Do novo aeroporto, cuja localização evitamos decidir há décadas, continua a não haver grandes notícias. O que é óptimo. No processo de decisão do novo local corremos o risco de fazer a escolha errada. Não escolher acaba por ser a solução mais segura. A minha única sugestão é que possamos aprender de uma vez por todas que o processo é fatalmente este: identificação de um problema, elaboração de estudos para o resolver, indecisão, inacção. No caso do novo aeroporto, o problema teria sido fácil de resolver. Concordamos todos que não é bom termos um aeroporto no meio da cidade. Devíamos ter admitido há muito que não vamos conseguir chegar a acordo sobre uma nova localização. Portanto, para não termos um aeroporto no meio da cidade, o melhor é demolir a cidade em torno do aeroporto. O dinheiro já gasto em estudos e projectos podia ter sido investido nas indemnizações aos moradores cujos prédios teriam de ser terraplenados. Em vez de Portela mais um, a solução óbvia é um menos Portela.
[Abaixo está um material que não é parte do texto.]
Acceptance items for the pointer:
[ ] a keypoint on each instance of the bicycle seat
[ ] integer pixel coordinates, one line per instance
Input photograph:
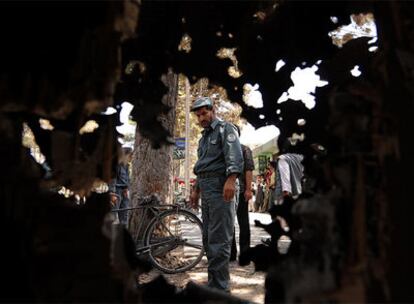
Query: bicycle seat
(152, 199)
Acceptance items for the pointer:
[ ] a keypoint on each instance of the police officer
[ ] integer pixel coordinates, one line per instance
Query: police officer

Deitar abaixo a Portela cumpria mais rápida e facilmente o objectivo de ter o aeroporto num sítio mais desafogado.
Mas Portugal recorre a outras técnicas para fingir que se avança não saindo do sítio. Por exemplo, Camarate foi acidente ou atentado? Fizeram-se 10 comissões parlamentares de inquérito, que se inclinaram no início para a tese de acidente e acabaram convencidas da existência de um atentado. Entretanto, o caso prescreveu. A 10ª comissão já não se chamava “de inquérito ao acidente” mas sim “de inquérito à tragédia”. Conseguimos concordar que a queda de um avião que causa a morte de todos os ocupantes é uma tragédia. Já é bem bom. Outro exemplo: a TAP deve ser pública ou privada? Havendo dificuldade em decidir, opta-se por uma solução mista. É privada nos anos pares e pública nos anos ímpares. Neste momento é pública, mas em princípio será privada para o ano. Em vez de uma solução, acabamos por ter todas as soluções. E ainda nos queixamos. É esta insatisfação que teremos de resolver. Como é que conseguimos obter uma sociedade em que o facto de nenhum problema se resolver não incomoda ninguém? Evidentemente, nomeamos uma comissão que faça um estudo. Eu tenho tempo livre, posso dedicar-me a isso durante 10 anos. E concluir que não tenho conclusões para apresentar.»